1986 bis 1990 waren Sie ORF-Generalintendant. Hat es da viele Interventionsversuche gegeben?

Nicht sehr viele, ich war als halsstarrig verschrien. Ich wurde also bei solchen Aktionen umgangen, unterlaufen – es wurden die Chefredakteure belästigt. Damals moderierte Robert Hochner die „ZiB2“ – er war wunderbar. Ich war nur verärgert über ihn, weil er mich über Nacht vor vollendete Tatsachen gestellt und mitgeteilt hat, dass er Chefredakteur der „Arbeiterzeitung“ wird. Das hätte er mir früher sagen können. Ich hätte ihm geraten, es nicht zu tun, weil er dort nicht reüssieren würde. So war es.

Heute sind die „Zeit im Bild“ und die „ZiB2“ bedeutende Quotenbringer für den ORF. Das war aber nicht immer so.

Die „ZiB2“ hatte ein Problem mit zu wenigen Zuschauern. Als ich 1987 die „Seitenblicke“ erfunden habe – Gott vergibt mir hoffentlich dafür –, habe ich das in erster Linie gemacht, um sie als Lokomotive vor die „ZiB2“ zu stellen. Die Politiker waren wütend, denn sie wollten lieber sich selbst in den Nachrichten sehen als vorher den Richard Lugner. Aber die Society war wichtig, weil die Leute auf diese Sendung flogen – und dann bei der „ZiB2“ picken geblieben sind. Mittlerweile sind die „Seitenblicke“ ja unausrottbar geworden – auch wenn ich sie mir anders vorstellen würde.

Welches Format ist heute wichtiger: die „Zeit im Bild“ oder die „ZiB2“?

Ich finde die „Zeit im Bild“ zu kurz. So eingeschnürt zwischen Trailern und Werbung, in diesen fünfzehn Minuten kann man ja nicht einmal Zusammenhänge erklären. Da ist man angewiesen auf die „ZiB2“. Es war von Anfang an die Idee, mit dieser Sendung etwas anderes zu bieten als mit der Einser-„ZiB“, die wir in der Steinzeit des Fernsehens am Abend wiederholt haben.

Heute steckt die „ZiB“ in einem zeitlichen Korsett. Das muss früher ja traumhaft gewesen sein, als noch keiner auf die Uhr schaute.

Als 1959 der Schah von Persien zum Staatsbesuch in Österreich angesagt war, wurde ich nach Teheran geschickt, um einen Vorbericht zu machen. Dieser Bericht allein hat zwanzig Minuten gedauert und wurde in der „ZiB“ gesendet. Zwanzig Minuten – das war ein Traum.
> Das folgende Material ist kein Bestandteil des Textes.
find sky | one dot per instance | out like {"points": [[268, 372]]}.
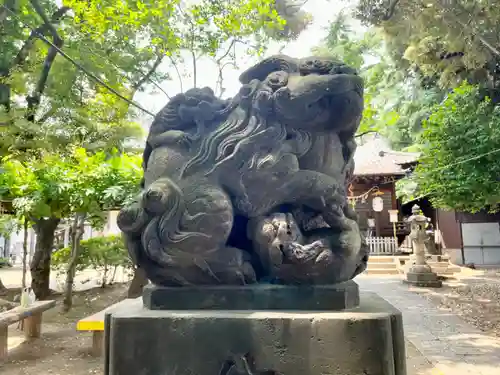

Aber ich habe auch einen hohen Preis dafür bezahlt, weil ich einen Skandal ausgelöst habe. Wegen des Berichts hat der Schah den Staatsbesuch abgesagt. Ein Legationsrat der iranischen Botschaft hat dann gefordert: „Podgorski muss man schlagen, schlagen, schlagen. Peitschenhiebe!“ Fernsehdirektor Freund hat mich hinauswerfen müssen – aber mit dem Hinweis: „In ein paar Wochen kommen S' bei der Hintertür wieder rein.“

Politischen Druck gibt es auch heute.

Die Regierung entscheidet über ORF-Gebühren, über die Werbezeiten, die Zukunft des Unternehmens. Nicht nur im ORF müssen Journalisten um ihre Existenz fürchten. Keiner traut sich mehr, etwas gegen den Strich zu sagen, sonst ist man seinen Job los. Das behindert die Unabhängigkeit – wie ein Angstchip, den man eingepflanzt hat.

Namensgeber

Thaddäus „Teddy“ Podgorski (*1935 in Wien) ist Schauspieler und Journalist. Er war beim Radio, erster Redakteur der „ZiB“, der er den Namen gab, Sport-Chef, TV- und ORF-Generalintendant (1986–90). Er erfand das „Sportpanorama“, „Seinerzeit“, die „Seitenblicke“ und wurde u. a. mit den Preisen Bambi und Goldene Kamera ausgezeichnet. Bruckberger

("Die Presse", Print-Ausgabe, 01.02.2015)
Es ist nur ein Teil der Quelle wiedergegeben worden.